To recap, make sure that you add all of these to the Secrets and varialbes/Actions part (this forms your repository secrets, see above step). Below is a snippet from the yaml file in this repository (deploydbx.yml). It will read from your repository secrets
secrets:
AZURE_CLIENT_ID: ${{ secrets.AZURE_CLIENT_ID }}
AZURE_TENANT_ID: ${{ secrets.AZURE_TENANT_ID }}
DATABRICKS_TOKEN : ${{ secrets.DATABRICKS_TOKEN_DEV }}
DATABRICKS_HOST: ${{ secrets.DATABRICKS_HOST_DEV}}
Asset Bundles
Install and use VS Code Databricks plugin
If you haven’t already, see my video on how to connect to Databricks from Visual Studio Code. https://www.youtube.com/watch?v=kCgAKoMi_xw
Create a bundle project (or adjust the one in this repository)

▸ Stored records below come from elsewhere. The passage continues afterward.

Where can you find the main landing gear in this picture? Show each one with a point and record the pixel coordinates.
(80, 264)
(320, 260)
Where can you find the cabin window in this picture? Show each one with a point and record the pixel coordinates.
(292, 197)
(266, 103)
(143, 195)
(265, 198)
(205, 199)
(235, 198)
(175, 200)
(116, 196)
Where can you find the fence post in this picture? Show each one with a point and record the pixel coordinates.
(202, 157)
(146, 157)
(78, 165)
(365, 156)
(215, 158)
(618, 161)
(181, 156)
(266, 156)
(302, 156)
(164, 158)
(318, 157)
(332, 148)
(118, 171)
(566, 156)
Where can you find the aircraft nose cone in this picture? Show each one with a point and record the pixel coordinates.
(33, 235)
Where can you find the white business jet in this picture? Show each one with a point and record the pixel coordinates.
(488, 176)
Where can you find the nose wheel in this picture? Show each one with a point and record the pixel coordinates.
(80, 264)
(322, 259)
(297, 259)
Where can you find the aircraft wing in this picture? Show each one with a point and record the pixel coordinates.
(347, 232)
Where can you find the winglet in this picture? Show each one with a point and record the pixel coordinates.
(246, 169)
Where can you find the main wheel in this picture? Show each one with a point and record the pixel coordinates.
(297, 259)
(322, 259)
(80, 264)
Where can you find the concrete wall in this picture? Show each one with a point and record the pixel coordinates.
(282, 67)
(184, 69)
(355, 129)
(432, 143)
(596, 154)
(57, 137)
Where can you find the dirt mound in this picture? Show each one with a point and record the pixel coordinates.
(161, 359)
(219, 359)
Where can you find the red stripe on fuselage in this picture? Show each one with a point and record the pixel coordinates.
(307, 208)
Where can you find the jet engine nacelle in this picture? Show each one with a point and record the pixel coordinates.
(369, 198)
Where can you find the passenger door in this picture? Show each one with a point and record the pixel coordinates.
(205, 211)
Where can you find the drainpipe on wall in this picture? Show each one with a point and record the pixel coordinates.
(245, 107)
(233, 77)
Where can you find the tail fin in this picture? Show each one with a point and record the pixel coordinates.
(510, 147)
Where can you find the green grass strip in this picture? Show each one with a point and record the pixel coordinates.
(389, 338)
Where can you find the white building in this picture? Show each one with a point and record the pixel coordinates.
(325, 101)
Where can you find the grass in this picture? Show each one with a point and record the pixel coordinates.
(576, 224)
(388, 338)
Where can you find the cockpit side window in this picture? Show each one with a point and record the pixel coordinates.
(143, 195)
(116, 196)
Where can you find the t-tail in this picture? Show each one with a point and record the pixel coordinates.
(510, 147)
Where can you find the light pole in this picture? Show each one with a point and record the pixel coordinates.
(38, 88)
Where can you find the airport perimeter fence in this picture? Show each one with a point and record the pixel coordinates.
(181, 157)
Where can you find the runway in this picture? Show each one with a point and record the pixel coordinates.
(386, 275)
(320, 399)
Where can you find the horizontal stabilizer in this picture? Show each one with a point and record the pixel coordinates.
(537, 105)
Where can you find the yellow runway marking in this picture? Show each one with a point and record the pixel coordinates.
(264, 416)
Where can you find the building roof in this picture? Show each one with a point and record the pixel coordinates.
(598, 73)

Before you can deploy bundles you need to initialise one. Get started here first - https://learn.microsoft.com/en-us/azure/databricks/dev-tools/bundles/#develop-your-first-databricks-asset-bundle
Once you run this from within Visual studio code, it should produce a bunch of folders and files. The one that does the magic is the databricks.yml
file.
You will need to adjust the values in this yaml file to suite your enviornments.
CI/CD for Asset Bundles
Now that you have your bundle you can head over to GitHub actions and start to set up the yaml file for CI/CD.
This is the yaml file you will be working with .github/workflows/databricks-assetbundle.yml
I think the only thing you will need to do is create a PAT token (I had to create one under my name, I could not get the SPN’s secret to do the work)
Create a secret for your GitHub actions and name it this DATABRICKS_TOKEN: ${{ secrets.ELYON_DBX_TOKEN_PROD }}